In their 2015 report Portland analysed 1.6 billion geolocated tweets and the top 5,000 hashtags for 2015. Below are some of the main takeaways.
► Tweets regarding entertainment dominated the pan-African feed last year, totalling just over 20% of all hashtags posted. The next four most popular hashtag themes were commerce, politics, lifestyle and football.
► The most tweets in Africa came from up north, with Egypt accounting for about 500 million.
Nigeria came in second with 360 million tweets followed by South Africa, Kenya, and Ghana sitting at 325 million, 125 million, and 70 million tweets respectively. It total, Africa tweeted 1.86 billion times last year.
► English is the most used language on Twitter in Africa – as 77% of the top 5,000 hashtags were in English.
► The study shows a trend towards having political debates on Twitter – with discussions around the category accounting for 10% of all geolocated tweets in Africa, compared to just 2% of hashtags in the US and UK.
The two most active countries in the political debate was Nigeria and South Africa – possibly owing to the Nigerian presidential election and the student-lead #FeesMustFall movement in South Africa.
Mark Flanagan, Portland’s senior partner for content and digital strategy, pointed out that in the two previous studies, Africa’s Twitter feed was “much more a space for social interaction and frivolous banter.”
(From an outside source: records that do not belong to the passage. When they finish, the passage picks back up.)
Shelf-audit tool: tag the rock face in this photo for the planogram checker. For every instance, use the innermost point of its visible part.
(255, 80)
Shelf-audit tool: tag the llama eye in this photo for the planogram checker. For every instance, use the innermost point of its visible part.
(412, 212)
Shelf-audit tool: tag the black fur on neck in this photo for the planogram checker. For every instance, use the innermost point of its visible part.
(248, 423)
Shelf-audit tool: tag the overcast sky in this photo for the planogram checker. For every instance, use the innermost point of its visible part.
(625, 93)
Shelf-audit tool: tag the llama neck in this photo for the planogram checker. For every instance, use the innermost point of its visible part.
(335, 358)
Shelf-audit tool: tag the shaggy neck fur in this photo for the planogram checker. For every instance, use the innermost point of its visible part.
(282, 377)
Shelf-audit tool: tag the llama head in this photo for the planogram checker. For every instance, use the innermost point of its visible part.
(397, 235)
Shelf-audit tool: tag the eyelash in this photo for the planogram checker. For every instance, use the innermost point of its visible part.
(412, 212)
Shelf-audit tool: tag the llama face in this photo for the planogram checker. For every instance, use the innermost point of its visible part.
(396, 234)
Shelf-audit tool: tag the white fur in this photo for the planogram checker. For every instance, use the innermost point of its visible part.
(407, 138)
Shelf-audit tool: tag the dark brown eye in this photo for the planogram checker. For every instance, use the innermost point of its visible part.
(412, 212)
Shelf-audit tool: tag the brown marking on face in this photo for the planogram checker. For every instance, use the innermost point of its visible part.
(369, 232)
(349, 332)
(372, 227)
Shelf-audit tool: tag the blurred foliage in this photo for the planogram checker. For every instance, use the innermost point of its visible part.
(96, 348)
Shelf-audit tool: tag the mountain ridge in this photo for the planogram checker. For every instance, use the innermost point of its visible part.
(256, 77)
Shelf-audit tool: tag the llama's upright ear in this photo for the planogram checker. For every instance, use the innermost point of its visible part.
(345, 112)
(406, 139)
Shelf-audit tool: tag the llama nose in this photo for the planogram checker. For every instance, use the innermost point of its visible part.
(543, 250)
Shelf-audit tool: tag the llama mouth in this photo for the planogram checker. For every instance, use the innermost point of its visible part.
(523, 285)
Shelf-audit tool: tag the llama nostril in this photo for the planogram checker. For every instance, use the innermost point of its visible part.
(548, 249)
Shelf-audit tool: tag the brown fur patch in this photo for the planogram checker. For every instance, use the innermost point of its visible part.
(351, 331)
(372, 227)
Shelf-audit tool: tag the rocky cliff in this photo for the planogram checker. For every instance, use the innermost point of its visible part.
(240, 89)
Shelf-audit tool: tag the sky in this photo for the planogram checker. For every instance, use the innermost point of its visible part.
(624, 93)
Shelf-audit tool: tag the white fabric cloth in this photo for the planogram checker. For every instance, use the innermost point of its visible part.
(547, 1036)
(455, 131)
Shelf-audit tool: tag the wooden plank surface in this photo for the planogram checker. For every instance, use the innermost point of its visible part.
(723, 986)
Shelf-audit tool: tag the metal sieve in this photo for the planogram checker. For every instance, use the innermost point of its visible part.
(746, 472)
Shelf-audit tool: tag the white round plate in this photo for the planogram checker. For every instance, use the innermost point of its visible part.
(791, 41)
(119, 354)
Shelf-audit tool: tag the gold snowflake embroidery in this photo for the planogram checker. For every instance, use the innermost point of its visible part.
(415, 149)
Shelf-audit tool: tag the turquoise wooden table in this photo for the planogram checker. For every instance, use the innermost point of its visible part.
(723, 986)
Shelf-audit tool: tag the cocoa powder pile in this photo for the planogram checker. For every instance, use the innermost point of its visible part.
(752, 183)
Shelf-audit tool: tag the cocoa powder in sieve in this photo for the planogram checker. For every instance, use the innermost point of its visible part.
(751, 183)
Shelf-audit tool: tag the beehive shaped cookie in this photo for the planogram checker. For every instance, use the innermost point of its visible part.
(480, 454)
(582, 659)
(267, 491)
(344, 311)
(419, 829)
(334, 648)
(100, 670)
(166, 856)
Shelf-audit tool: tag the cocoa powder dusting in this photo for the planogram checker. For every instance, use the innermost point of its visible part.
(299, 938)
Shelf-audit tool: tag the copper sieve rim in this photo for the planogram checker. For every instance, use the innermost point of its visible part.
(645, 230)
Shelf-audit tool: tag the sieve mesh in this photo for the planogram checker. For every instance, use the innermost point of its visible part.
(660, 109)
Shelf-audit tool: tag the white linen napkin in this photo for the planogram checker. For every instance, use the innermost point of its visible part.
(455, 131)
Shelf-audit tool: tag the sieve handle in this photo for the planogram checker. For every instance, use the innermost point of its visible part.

► The top hashtags in many small African countries, such as Comoros, Cape Verde and Central African Republic, were surprisingly predominately Japanese and Korean. The Mail & Guardian Africa related the large amount of Japanese tweets to “an individual from Japan who had lost his job. Tweeting every five minutes, he had contributed over 198,000 tweets to the world, and during the research period, 99,000 geolocated tweets had washed ashore on the Comoros.”
The surge of Korean tweets were reportedly due to Korean ‘Twitter robots’ spamming twitter in these countries.
► Allan Kamau, who leads Portland’s Nairobi office remarked on how political interest and debate on governmental trends is beginning to transcend borders in Africa.
“Excitedly, our report also hints at the coming together of Africans across boundaries to comment on and discuss common issues. How to successfully engage with these emerging pan-African online communities represents a challenge for all brands and organisations seeking to build their presence in this space.”
A good example of this would be the popular continent-wide tweets last year that focused on Burundi’s conflict and Nigeria’s presidential elections.